Élèves de l’école Val-Mauricie revenus d’un voyage en Europe: la durée de l’isolement volontaire revue à la baisse

TROIS-RIVIÈRES — La durée de l’isolement volontaire recommandé aux 48 élèves de l’école Val-Mauricie revenus vendredi d’un voyage en Europe a été revue à la baisse par le CIUSSS de la Mauricie et du Centre-du-Québec.
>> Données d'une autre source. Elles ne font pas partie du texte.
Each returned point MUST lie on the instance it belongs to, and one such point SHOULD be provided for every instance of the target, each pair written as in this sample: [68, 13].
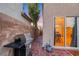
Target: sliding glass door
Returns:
[59, 31]
[65, 31]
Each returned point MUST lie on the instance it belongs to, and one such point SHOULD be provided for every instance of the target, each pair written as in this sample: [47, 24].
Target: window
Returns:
[65, 31]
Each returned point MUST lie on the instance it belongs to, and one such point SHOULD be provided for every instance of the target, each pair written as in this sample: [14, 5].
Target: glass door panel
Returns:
[59, 31]
[71, 28]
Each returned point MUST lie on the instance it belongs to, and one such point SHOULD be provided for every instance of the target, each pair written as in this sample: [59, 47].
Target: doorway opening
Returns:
[65, 31]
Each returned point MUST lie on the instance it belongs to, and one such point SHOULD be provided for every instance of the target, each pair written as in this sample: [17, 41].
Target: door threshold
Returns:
[66, 48]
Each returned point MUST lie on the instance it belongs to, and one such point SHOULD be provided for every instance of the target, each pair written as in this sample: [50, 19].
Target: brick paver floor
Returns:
[38, 51]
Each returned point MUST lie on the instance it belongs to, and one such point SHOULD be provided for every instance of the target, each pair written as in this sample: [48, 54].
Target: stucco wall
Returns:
[14, 10]
[51, 10]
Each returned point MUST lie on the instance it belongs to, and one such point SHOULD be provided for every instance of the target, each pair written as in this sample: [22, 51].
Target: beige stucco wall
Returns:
[54, 9]
[14, 10]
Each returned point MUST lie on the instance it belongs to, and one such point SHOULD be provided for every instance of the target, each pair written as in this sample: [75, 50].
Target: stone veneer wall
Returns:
[9, 28]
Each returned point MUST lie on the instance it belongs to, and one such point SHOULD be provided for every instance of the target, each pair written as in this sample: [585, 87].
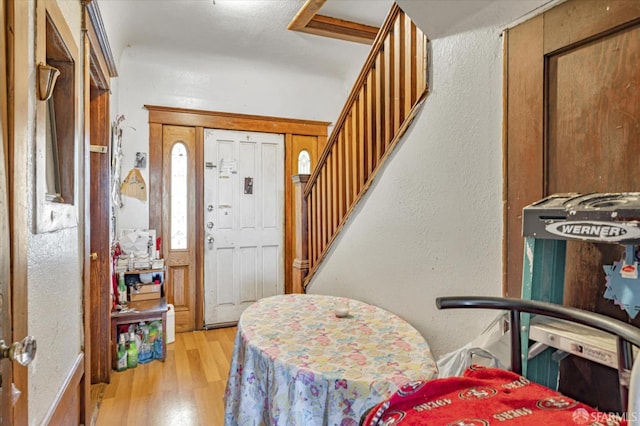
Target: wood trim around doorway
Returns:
[160, 116]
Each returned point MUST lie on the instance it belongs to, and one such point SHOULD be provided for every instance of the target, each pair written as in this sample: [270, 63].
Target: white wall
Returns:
[225, 84]
[431, 224]
[54, 275]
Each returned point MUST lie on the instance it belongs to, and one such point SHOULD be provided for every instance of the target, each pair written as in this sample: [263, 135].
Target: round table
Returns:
[296, 363]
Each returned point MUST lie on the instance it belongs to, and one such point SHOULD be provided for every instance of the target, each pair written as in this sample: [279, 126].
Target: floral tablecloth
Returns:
[296, 363]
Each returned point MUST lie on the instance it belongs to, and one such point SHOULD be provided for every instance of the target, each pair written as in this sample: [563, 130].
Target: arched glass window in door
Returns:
[304, 163]
[179, 225]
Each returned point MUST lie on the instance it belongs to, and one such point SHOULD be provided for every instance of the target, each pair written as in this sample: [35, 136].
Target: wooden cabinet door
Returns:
[573, 106]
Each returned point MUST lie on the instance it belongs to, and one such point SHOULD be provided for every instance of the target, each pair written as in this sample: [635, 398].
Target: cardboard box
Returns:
[144, 292]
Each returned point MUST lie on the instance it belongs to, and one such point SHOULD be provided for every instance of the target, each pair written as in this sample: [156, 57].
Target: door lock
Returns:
[22, 352]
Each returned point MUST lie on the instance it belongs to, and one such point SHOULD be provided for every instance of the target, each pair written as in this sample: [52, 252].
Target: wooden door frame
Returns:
[564, 26]
[19, 63]
[99, 68]
[5, 245]
[160, 116]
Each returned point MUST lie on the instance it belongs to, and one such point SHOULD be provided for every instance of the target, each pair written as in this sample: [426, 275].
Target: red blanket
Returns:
[484, 396]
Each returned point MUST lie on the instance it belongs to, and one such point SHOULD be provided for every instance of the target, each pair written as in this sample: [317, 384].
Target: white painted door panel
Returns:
[243, 259]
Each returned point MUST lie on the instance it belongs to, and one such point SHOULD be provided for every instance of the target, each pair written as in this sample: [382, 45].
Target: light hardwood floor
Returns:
[186, 389]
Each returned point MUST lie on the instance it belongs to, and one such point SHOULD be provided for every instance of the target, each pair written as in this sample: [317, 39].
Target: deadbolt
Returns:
[22, 352]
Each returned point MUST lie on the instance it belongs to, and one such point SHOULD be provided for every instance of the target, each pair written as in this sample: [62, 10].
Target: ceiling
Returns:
[255, 29]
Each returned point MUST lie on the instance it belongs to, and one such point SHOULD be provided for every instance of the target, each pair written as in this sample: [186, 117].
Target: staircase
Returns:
[385, 98]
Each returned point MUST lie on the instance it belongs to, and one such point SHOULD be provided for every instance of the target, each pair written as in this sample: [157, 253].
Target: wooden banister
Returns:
[379, 109]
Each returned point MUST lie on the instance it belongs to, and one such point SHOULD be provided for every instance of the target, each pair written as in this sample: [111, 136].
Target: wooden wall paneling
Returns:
[588, 19]
[524, 175]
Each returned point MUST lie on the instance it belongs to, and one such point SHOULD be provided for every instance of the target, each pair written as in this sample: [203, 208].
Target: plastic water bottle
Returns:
[132, 352]
[121, 354]
[122, 291]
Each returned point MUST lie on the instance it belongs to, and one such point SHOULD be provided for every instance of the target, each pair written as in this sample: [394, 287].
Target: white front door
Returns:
[243, 221]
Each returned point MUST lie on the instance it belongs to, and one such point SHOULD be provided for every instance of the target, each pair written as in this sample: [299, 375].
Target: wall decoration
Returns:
[134, 185]
[141, 160]
[116, 161]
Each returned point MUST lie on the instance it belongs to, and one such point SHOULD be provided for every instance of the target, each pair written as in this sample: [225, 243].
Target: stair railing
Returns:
[379, 109]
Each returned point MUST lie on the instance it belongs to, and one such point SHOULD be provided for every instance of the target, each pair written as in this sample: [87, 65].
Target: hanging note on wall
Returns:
[134, 185]
[227, 167]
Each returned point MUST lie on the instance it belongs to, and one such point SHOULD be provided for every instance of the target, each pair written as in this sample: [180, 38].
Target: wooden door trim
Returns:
[64, 408]
[524, 112]
[160, 116]
[177, 259]
[232, 121]
[18, 18]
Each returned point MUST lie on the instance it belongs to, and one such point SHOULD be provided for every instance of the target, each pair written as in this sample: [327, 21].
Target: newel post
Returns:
[301, 261]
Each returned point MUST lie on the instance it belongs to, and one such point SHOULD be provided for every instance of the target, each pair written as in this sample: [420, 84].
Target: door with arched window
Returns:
[179, 221]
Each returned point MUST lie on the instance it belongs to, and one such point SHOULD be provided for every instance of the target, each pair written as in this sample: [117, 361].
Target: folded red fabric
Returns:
[482, 397]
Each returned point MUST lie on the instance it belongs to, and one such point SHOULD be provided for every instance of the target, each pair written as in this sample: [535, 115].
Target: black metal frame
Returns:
[626, 334]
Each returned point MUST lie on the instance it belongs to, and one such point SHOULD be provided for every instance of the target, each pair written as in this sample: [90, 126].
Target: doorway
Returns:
[244, 221]
[295, 135]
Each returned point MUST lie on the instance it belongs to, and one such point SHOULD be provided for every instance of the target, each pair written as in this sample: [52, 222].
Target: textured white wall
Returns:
[149, 77]
[431, 225]
[54, 267]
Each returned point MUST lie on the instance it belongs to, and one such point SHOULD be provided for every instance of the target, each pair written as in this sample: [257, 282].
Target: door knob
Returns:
[22, 352]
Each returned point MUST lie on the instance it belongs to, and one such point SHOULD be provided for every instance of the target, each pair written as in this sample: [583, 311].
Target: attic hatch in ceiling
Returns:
[307, 20]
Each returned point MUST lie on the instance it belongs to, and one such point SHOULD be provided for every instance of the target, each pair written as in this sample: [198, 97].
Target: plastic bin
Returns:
[171, 323]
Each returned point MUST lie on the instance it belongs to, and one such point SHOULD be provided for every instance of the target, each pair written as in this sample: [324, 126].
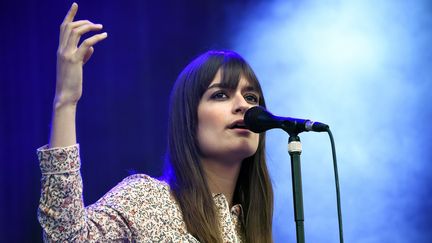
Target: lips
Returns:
[237, 124]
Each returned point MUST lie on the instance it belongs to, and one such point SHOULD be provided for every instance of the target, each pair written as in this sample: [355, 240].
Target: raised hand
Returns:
[70, 61]
[71, 57]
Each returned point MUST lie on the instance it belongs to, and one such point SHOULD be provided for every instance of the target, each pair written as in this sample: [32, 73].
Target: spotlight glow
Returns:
[363, 67]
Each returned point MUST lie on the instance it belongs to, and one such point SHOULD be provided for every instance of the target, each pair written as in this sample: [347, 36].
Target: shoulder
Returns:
[138, 188]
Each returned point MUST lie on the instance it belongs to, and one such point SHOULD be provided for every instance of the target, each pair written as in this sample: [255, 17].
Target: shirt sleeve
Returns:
[61, 211]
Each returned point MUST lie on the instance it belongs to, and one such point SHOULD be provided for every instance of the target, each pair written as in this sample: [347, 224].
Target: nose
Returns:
[240, 105]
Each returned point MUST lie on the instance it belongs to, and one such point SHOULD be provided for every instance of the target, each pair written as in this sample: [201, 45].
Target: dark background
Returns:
[121, 118]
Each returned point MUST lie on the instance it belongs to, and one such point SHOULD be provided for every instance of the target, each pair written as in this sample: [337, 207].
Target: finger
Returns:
[90, 42]
[69, 17]
[76, 33]
[88, 54]
[64, 35]
[71, 13]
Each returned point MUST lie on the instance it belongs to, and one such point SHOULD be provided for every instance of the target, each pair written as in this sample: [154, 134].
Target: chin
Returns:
[245, 151]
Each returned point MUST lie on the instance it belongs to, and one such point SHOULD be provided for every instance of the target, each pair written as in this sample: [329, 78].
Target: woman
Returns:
[216, 187]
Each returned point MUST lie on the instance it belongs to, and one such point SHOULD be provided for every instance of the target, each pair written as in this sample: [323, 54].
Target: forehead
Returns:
[239, 81]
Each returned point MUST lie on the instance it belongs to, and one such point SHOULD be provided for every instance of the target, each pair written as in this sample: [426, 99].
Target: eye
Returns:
[219, 95]
[252, 98]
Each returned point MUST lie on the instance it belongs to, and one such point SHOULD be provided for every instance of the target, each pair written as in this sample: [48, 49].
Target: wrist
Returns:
[61, 101]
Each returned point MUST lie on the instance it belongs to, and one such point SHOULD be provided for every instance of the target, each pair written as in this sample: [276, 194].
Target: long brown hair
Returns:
[185, 173]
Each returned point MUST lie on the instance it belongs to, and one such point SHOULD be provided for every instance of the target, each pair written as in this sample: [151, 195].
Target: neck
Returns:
[221, 176]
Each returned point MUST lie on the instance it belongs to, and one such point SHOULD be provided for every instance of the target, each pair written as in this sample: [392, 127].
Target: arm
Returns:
[70, 61]
[61, 210]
Les élèves qui décideront de respecter cette directive, qui provient de la direction de la Santé publique, pourront retourner à l’école dès le mardi 17 mars.

«Il y avait des informations qui manquaient. On a appris par exemple que le dernier contact avec l’Italie remonte à lundi, donc la période d’incubation (du COVID-19) est passée. On révise la recommandation pour qu’un retour soit possible dès le mardi 17 mars», explique Guillaume Cliche, agent d’information au CIUSSS MCQ.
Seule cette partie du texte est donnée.